We want to develop a checklist to ensure that we are performing reproducible experiments and analyses. For some inspiration please check out the following paper from the chemical machine learning community. Also check out Stuart Prescott’s talk from the introductory session.
To get things started, we suggest breaking this checklist into two parts: before the experiment and after the experiment.
Please complete the survey on the importance of different aspects of the checklist.
Before the experiment (and the experimental plan)
- Do you have a scientific question or questions that you want to answer?
- Have you consulted an expert/previous literature to determine if reflectivity is able to answer your scientific question?
- Did you ask an instrument scientist if the facility/instrument/technique the best place to answer your question?
- Do you know when the proposal deadline is and what writing a proposal involves?
- Do you know how reflectivity data is modeled and analysed?
- Have you performed some basic simulations of what you expect to measure to get a feel for how the experiment will work?
- The experiment/analysis is improved with precharacterisation, can/have you use complimentary methods to inform your scientific question (XRR/NR/PNR/SQUID/ellipsometry)?
- Can you tune the sample to improve experimental sensitivity (contrast matching/multilayers/larger surface)?
- The answers to questions 1,4-7 should be discussed in your proposal.
- Are you going to measure what you think you are measuring?
- Have you documented how you would make your sample?
- Can you make the sample reproducibly enough (including characterisation of the sample), for the scientific question?
- Are the samples stable for the duration/conditions of the measurement (ie. beam damage in XRR)?
- Have you considered the effect of sample imperfections on your experiment (sample size/flatness/roughness)?
- Do you need to prepare the sample at the facility, is there the necessary equipment?
- Do you know if there is a suitable sample environment for your study (including simultaneous characterisation), if not can one be developed?
- Have you done your home (preparing for the beamtime)?
- Does your experimental team have the person power and knowledge to run the experiment?
- Do you know (including alignment/temperature ramping/etc) how long the experiments will take, do you need to do a test measurement?
- What control and null measurements are necessary for your scientific question/sample environment?
- Do you have a measurement order and a backup plan?
- Have you done all necessary remote training (facility access stuff/software is possible)?
- Has anything changed since the proposal or has the sample changed (may have safety implications)?
- Do you that the instrument is setup for the measurements you want to do?
- Is there an agreed upon system for documentation (run numbers/metadata/logbook/calibration measurements) and have you shared with the instrument scientist?
- Can you answer the question?
- Do you have an understanding of the analysis methodology (ie. the analytical model) that you will use?
- Do you know what a “good” reduced dataset should look like, for example from the simulation?
- Is it possible to perform on the fly/live experimental analysis?
- Do you know how to reduce the data to be suitable for analysis (this might be done for you)?
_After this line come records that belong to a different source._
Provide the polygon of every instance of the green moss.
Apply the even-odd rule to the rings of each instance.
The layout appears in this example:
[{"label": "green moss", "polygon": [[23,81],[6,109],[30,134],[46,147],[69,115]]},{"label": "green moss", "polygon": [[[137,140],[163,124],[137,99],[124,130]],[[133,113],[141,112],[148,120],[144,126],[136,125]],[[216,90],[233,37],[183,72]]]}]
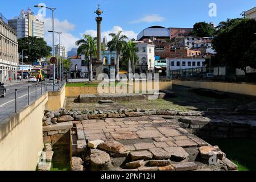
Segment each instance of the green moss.
[{"label": "green moss", "polygon": [[218,139],[207,142],[218,146],[227,158],[238,166],[239,171],[256,171],[255,139]]}]

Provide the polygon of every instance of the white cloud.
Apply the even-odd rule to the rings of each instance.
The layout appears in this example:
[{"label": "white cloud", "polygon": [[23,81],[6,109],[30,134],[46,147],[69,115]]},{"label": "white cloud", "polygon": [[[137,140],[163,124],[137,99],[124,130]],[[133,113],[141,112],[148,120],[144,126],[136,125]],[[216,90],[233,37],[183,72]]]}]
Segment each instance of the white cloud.
[{"label": "white cloud", "polygon": [[152,23],[160,22],[164,20],[164,18],[157,14],[146,15],[143,17],[130,22],[130,23],[138,23],[142,22]]},{"label": "white cloud", "polygon": [[[52,46],[52,34],[48,32],[52,30],[52,19],[51,18],[38,17],[38,19],[44,22],[44,40],[49,46]],[[76,47],[75,42],[80,38],[74,36],[70,32],[75,30],[76,26],[68,22],[67,19],[60,21],[57,18],[54,19],[54,31],[61,32],[61,44],[65,46],[68,51],[72,48]],[[59,42],[59,35],[55,34],[55,45],[58,44]]]},{"label": "white cloud", "polygon": [[[108,41],[111,40],[112,37],[109,34],[111,33],[117,34],[119,31],[122,31],[122,34],[126,35],[129,39],[136,39],[138,35],[138,34],[132,30],[125,30],[118,26],[115,26],[112,29],[102,32],[101,33],[101,37],[103,39],[104,36],[106,36]],[[93,37],[96,37],[97,36],[97,31],[95,30],[87,30],[84,33],[80,34],[80,35],[82,36],[83,34],[88,34]]]}]

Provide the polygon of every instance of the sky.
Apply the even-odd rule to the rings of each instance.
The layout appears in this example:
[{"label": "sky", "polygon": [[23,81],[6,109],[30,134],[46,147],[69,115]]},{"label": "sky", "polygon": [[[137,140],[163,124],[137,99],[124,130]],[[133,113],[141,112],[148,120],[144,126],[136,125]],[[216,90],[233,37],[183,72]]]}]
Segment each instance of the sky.
[{"label": "sky", "polygon": [[[2,1],[0,13],[7,19],[18,16],[20,10],[32,9],[45,22],[45,40],[52,44],[52,13],[34,5],[43,3],[56,7],[55,31],[62,32],[61,44],[68,50],[84,34],[96,35],[94,11],[98,4],[103,11],[102,37],[122,30],[130,39],[136,38],[143,29],[152,26],[192,28],[198,22],[219,22],[256,6],[255,0],[11,0]],[[55,36],[55,42],[59,43]]]}]

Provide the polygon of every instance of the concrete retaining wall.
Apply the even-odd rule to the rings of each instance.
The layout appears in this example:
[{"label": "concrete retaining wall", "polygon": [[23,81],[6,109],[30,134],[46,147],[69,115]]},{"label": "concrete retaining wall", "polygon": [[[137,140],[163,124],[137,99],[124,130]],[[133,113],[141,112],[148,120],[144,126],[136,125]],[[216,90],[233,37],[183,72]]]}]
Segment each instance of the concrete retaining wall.
[{"label": "concrete retaining wall", "polygon": [[[0,125],[0,171],[34,171],[44,148],[42,118],[46,109],[64,105],[65,87],[46,92]],[[60,131],[60,133],[64,132]],[[54,136],[53,140],[59,136]]]},{"label": "concrete retaining wall", "polygon": [[256,85],[180,80],[172,80],[172,82],[174,85],[256,96]]},{"label": "concrete retaining wall", "polygon": [[[154,82],[141,82],[133,84],[133,82],[123,85],[123,90],[138,90],[140,93],[146,91],[154,91],[158,90],[171,90],[172,89],[172,82],[170,81],[159,81],[157,86]],[[130,86],[129,86],[130,85]],[[123,89],[123,88],[122,88]],[[118,93],[114,87],[109,87],[109,93]],[[65,96],[68,97],[77,97],[81,94],[98,94],[97,87],[96,86],[67,86],[65,89]]]},{"label": "concrete retaining wall", "polygon": [[42,118],[47,101],[46,93],[0,125],[0,171],[35,170],[44,147]]}]

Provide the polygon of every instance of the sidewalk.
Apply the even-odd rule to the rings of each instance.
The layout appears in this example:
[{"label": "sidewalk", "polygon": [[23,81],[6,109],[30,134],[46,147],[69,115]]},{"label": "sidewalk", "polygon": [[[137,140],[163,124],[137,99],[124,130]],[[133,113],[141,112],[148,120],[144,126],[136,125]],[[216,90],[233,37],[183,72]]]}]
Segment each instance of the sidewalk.
[{"label": "sidewalk", "polygon": [[27,82],[27,80],[23,80],[23,81],[18,81],[18,80],[12,80],[11,82],[10,81],[1,81],[2,83],[5,84],[5,86],[9,86],[9,85],[16,85],[16,84],[21,84],[21,83],[24,83]]}]

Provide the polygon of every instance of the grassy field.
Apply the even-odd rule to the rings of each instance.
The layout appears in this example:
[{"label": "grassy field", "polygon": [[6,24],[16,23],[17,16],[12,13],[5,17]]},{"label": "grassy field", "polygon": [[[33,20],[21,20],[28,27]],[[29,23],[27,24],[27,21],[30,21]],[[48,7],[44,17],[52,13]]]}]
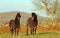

- Can you load the reduced data into the analysis software of choice?
- Do you have the expertise/capability to analyse the data?
- Can you access all the important metadata for your anlaysis?
- Do you know the corrections that have been performed on your data?
After the experiment and analysis
(this is heavily borrowed from the above paper)
- Data sources
- Are all data sources listed and publicly available?
- If using an external database, is an access date or version number provided?
- Are any potential biases in the source dataset reported and/or mitigated?
- Data cleaning
- Are the data cleaning steps clearly and fully described, either in text or as a code pipeline?
- Is an evaluation of the amount of removed source data presented?
- Are instances of combining data from multiple sources identified, and potential issues mitigated?
- Data representations
- Are methods for representing data as features or descriptors clearly articulated, ideally with software implementations?
- Are comparisons against standard feature sets provided?
- Model choice
- Is a software implementation of the model provided such that it can be trained and tested with new data?
- Are baseline comparisons to simple/trivial models (for example, 1-nearest neighbour, random forest, most frequent class) provided?
- Are baseline comparisons to current state-of-the-art provided?
- Code and reproducibility
- Is the code or workflow available in a public repository?
- Are scripts to reproduce the findings in the paper provided?